PIAS Recording/Warner, 2005

Mirah - You Think It's Like This But Really It's Like This LP

Este é o primeiro albúm de Mirah ( Mirah Yom Tov Zeitlyn) e diz tudo o que estava para vir no futuro. Toca-nos com a sua voz de menina infantil inofensiva rodeada de sons divertidos essencialmente acústicos, porém com desvios noutros sentidos, como na faixa Small Town em que um orgão antigo nos revela um som tosco que nos faz tropeçar, cair e levantar todos orgulhosos. Deixando o mundo a girar lá fora nas ruas, vivemos neste pop-folk as pequenas histórias de intimidade e cumplicidade de uma menina que nos faz ver que já se faz tarde. Ela nos diz de que é feito o mundo, o mundo da parte de trás das nossas mentes. Um mundo fantástico de oceanos e florestas perdidas dentro de nós cheias de amizade. É fatal perder-se qualquer apego a bad feelings trazidos do mundo exterior, ao ouvir este albúm só existe a verdade das palavras simples.
K Records, 2000

Lightning Bolt - Hypermagic Mountain LP

Debaixo das linhas de baixo e entre as batidas da percurssão desenha-se disformemente o lugar do ouvinte.
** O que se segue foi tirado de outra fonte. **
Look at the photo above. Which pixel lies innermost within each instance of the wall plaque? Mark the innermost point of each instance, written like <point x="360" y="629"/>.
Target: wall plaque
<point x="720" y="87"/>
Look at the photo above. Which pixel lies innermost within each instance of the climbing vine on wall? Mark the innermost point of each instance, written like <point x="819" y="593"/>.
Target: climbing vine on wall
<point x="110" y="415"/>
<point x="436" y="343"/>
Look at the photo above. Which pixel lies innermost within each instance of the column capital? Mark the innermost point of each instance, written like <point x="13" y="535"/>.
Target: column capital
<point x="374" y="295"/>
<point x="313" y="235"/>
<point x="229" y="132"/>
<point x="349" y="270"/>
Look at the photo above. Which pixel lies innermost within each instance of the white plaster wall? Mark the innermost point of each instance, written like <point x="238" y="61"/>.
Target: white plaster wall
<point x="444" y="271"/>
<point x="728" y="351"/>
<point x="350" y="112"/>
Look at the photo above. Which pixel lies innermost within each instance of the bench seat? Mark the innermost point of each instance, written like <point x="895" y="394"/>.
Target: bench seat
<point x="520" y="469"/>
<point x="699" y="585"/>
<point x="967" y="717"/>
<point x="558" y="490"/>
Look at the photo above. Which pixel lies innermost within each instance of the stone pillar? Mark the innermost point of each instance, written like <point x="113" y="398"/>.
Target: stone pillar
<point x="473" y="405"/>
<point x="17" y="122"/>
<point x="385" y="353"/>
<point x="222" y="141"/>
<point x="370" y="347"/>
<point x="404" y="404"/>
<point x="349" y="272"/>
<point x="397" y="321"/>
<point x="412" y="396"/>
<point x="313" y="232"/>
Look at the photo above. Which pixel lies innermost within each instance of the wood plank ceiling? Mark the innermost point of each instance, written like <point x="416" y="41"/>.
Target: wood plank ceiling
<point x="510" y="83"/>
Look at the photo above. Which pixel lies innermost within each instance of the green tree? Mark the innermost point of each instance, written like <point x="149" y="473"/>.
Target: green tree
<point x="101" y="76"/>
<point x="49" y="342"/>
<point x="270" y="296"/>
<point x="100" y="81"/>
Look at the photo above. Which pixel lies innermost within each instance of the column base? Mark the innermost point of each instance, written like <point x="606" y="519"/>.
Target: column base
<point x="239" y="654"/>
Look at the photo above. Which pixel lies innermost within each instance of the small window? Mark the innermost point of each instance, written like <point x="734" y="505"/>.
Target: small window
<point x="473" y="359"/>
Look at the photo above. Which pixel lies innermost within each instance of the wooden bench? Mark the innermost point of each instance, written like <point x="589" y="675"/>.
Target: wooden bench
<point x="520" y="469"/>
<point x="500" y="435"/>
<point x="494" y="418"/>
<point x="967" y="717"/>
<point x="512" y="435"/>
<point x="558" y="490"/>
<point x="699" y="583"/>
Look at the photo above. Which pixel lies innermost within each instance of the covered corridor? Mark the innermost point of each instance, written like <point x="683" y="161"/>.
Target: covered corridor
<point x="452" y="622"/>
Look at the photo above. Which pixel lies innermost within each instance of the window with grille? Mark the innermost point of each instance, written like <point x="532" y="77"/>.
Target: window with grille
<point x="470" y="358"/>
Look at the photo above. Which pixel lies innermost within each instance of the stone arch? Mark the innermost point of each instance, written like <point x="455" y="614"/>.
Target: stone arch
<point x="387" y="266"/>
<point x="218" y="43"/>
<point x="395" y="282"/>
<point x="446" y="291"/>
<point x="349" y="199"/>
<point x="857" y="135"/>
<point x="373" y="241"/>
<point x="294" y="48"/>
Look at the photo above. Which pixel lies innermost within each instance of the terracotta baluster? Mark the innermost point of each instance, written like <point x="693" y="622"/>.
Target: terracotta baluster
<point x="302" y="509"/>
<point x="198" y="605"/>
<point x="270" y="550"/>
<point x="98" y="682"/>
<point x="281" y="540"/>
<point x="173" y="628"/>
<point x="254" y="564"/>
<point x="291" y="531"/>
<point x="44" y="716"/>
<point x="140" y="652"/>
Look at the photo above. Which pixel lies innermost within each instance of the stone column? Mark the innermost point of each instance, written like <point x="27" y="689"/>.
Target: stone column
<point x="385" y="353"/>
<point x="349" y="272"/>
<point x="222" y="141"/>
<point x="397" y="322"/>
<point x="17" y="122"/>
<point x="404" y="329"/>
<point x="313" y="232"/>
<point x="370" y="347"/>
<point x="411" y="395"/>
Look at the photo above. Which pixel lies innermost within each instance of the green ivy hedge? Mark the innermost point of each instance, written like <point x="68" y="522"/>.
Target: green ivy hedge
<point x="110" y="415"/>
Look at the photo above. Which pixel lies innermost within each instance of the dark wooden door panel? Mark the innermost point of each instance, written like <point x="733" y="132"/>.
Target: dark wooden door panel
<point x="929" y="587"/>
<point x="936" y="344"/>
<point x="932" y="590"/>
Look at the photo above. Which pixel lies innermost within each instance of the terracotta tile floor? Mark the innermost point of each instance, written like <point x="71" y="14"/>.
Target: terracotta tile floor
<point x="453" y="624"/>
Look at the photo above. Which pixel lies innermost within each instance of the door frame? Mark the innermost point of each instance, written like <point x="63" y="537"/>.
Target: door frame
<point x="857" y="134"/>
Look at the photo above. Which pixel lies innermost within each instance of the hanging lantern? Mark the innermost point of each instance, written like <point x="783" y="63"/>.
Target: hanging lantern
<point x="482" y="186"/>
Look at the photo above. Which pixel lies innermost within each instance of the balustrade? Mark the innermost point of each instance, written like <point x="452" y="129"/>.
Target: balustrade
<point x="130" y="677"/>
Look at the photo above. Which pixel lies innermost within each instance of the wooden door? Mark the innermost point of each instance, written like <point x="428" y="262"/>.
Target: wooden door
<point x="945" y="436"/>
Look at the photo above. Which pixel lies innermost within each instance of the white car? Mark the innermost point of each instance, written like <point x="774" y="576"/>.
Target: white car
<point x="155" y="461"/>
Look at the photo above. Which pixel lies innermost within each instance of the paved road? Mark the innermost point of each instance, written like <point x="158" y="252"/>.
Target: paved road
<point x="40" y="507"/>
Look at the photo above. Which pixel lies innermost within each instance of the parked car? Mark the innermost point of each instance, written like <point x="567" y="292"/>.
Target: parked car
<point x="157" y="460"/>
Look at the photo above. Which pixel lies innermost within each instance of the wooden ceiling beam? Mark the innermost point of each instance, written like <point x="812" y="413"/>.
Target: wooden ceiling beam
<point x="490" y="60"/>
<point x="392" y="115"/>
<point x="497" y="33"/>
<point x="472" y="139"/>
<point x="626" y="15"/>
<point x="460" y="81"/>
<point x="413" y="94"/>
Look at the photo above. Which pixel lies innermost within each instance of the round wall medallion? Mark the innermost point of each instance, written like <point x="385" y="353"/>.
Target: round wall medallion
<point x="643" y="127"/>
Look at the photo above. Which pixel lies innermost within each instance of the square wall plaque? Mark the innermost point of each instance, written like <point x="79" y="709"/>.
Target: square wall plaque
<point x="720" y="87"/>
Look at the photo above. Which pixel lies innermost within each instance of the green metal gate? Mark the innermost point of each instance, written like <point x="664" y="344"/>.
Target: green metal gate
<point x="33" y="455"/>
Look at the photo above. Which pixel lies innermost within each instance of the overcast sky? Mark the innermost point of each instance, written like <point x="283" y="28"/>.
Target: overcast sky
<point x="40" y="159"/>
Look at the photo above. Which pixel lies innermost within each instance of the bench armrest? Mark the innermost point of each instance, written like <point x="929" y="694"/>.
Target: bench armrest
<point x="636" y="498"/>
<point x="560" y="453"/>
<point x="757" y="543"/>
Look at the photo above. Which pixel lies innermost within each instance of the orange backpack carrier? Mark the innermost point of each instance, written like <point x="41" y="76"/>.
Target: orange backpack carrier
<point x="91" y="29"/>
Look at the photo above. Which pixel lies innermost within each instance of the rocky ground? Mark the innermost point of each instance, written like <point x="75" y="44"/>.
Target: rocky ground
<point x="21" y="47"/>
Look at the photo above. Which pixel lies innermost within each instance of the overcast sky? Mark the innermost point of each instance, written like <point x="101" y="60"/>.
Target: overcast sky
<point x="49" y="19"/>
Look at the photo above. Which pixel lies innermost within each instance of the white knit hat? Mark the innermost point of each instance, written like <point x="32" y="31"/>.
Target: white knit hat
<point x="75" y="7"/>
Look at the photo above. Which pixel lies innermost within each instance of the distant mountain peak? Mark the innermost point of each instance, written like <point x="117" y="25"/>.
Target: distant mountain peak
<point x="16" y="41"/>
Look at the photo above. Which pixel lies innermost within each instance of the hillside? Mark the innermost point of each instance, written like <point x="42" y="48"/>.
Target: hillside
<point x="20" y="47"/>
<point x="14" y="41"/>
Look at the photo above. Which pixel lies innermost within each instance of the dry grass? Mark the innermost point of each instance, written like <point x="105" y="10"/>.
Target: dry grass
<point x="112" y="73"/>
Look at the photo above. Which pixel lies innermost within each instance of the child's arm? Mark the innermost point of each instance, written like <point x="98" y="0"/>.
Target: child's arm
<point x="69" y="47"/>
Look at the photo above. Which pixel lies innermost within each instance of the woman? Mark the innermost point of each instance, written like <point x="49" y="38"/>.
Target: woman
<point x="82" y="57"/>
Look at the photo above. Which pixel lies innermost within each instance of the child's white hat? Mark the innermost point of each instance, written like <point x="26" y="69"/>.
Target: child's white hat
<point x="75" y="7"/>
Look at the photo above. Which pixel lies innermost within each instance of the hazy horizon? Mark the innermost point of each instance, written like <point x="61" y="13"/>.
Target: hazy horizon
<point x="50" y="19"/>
E é impossível ficarmos indiferentes ao repararmos que somos arrastados para uma viagem sonora de destruição da sanidade por 57 minutos correndo sério risco de sonoramente nos asfixiarmos. Agarrados a este som denso ao fim de duas faixas, sentimo-nos ser exorcizados por uma voz dead-soul que nos dita os caminhos por onde ir e por onde não virar. É um LP rock/noise gravado em três curtas semanas para nos fazer ver que não lhe falta nada e que os limites da imaginação do Brian Gibson (baixo) e do Brian Chippendale (bateria) afinal não têm limites.